自分ひとりの力では本当にどうしようも無くなったときに、勇気を出して一歩踏み出した北九州市立精神保健福祉センターが主催する『ひきこもりを考える集い』で、偶然にも『北九州ひきこもり地域支援センター「すてっぷ」』のスタッフの方々と出会ったことが、私の人生の長いひきこもり生活を大きく変えることとなりました。
すてっぷに行き出して最初に感じたことは、もう一つの自分の家のような安心できる場所。家にいても決して安心することの出来なかった私にとって、願っても無かった居場所のような所でした。すてっぷにはフリースペース(話をしたり、本を読んだり自由に出来る空間)があり色々話をしたりするのですが、最初は順調ではなくひきこもっていた時間も長かったので、話す話題も無く苦労しました。しかし、幸いにも趣味が合う人がいたり、スタッフの方が促してくれたりする中で自分も意外と話せるのかもしれないと、徐々に小さな自信も生まれていきました。長いひきこもりの中でボロボロになっていた自分がどう見られているのかはとても心配していましたが、皆普通に接してくれるので外に出るのがちょっとだけ楽になったと思います。そこには優しい人も多くて何かと嬉しさを覚えました。
毎回行くのがただただ楽しくて、次の回がとても待ち遠しかったです。すてっぷ関連の別のフリースペースもあり、そこに参加したり、イベント事に参加してみたりと、自分がひきこもっていたことも忘れる程に楽しい時間でした。馴染めるまでは時間がかかりましたが、様々な人との出会いや経験を通して元気も出てきたと思います。その中で、形は違えども生きづらさを抱えている人々と話すことや、その方の体験を聞くことは、辛かった自分のひきこもりを見つめ直すきっかけになりました。
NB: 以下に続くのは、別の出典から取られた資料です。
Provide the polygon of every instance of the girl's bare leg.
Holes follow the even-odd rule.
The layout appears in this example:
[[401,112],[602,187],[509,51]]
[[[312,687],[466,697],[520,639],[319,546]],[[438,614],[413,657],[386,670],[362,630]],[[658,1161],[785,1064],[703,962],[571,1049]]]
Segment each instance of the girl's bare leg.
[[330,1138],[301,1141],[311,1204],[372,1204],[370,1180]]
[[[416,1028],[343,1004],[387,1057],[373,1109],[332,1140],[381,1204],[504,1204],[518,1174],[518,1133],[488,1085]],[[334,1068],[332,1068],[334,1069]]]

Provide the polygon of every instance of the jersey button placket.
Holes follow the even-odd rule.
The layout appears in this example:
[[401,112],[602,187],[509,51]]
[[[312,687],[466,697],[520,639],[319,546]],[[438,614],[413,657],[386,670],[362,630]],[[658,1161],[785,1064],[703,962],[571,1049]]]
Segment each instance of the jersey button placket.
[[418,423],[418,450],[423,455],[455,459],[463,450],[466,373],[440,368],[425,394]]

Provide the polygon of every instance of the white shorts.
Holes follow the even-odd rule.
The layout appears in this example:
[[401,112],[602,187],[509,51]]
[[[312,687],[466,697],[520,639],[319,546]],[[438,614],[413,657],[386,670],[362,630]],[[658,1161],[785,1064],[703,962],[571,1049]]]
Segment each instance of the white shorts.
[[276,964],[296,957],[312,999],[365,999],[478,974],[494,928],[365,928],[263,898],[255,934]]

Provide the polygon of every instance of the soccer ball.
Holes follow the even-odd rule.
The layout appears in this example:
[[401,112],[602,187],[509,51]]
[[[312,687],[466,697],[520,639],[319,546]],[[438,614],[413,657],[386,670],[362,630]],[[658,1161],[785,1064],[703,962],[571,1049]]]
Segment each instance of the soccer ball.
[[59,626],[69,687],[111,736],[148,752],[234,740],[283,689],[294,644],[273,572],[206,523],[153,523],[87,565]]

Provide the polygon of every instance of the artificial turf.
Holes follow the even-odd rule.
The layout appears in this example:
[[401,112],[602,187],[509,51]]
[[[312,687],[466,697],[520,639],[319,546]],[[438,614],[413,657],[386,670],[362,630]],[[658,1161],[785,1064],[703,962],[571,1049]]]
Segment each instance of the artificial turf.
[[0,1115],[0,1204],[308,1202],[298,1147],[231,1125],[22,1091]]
スタッフの方は相談にも乗ってくれ、何かが具体的に変わるわけではないけれど、雑談のように話せることがひきこもり状態を解決する方向へ繋がっていきました。ひきこもっていたその時間の中で培った悩みや辛さ、人生の中で抱え込んできた苦しさを吐き出して振り返る事が出来た事は、一人だけでは出来なかった自分を癒す時間となったと思います。進んだかの様に見えてもまた戻ってしまったりと何度も行ったり来たりしていましたが、決して急かすことなく見捨てず共に歩んでくれたので、自分のペースで進む事が出来ました。
私がひきこもっていた当時は「過去」しか見えず、毎日がとても辛い日々でしたが、時間をかけて自分を癒せた結果、「今」が少しだけ見えるようになってきた気がします。一人でいる時間が意外と好きだからあまり出たくないということも、これも自分の一つなのだと許せるようになってきました。
すてっぷとの係わりの中で私は、人生の中であまり感じたことが無かった、幸せで大切な時間を過ごせたと思います。この時間は私にとって、当時どうしても行くことの出来なかった中学生時代を別の形で過ごしていたような気がしています。最初にひきこもってしまった当時にすてっぷのような場所が無かったのは残念ですが、今はその場所がある事をとても嬉しく思えます。
辛い時は相談してもいい、誰かに頼ってもいい。苦しさを吐き出した時、救ってくれる人は意外と居るかもしれません。ひきこもる事は決して悪いことではないし、ただ偶々そうなってしまって、それ以外の選択が出来なかっただけだと思います。傷ついてしまった心を癒すだけの時間ときっかけさえあれば、再び自分の人生の時間を過ごす事が出来るのではないでしょうか。
私は本当に歩みが一つずつで、人や社会と比べて歩むスピードは遅いけれど、ひきこもった私なんか・・・ではなく、ひきこもった私だからこその、一つの人生を持った自分として、自分らしく生きられたらと思います。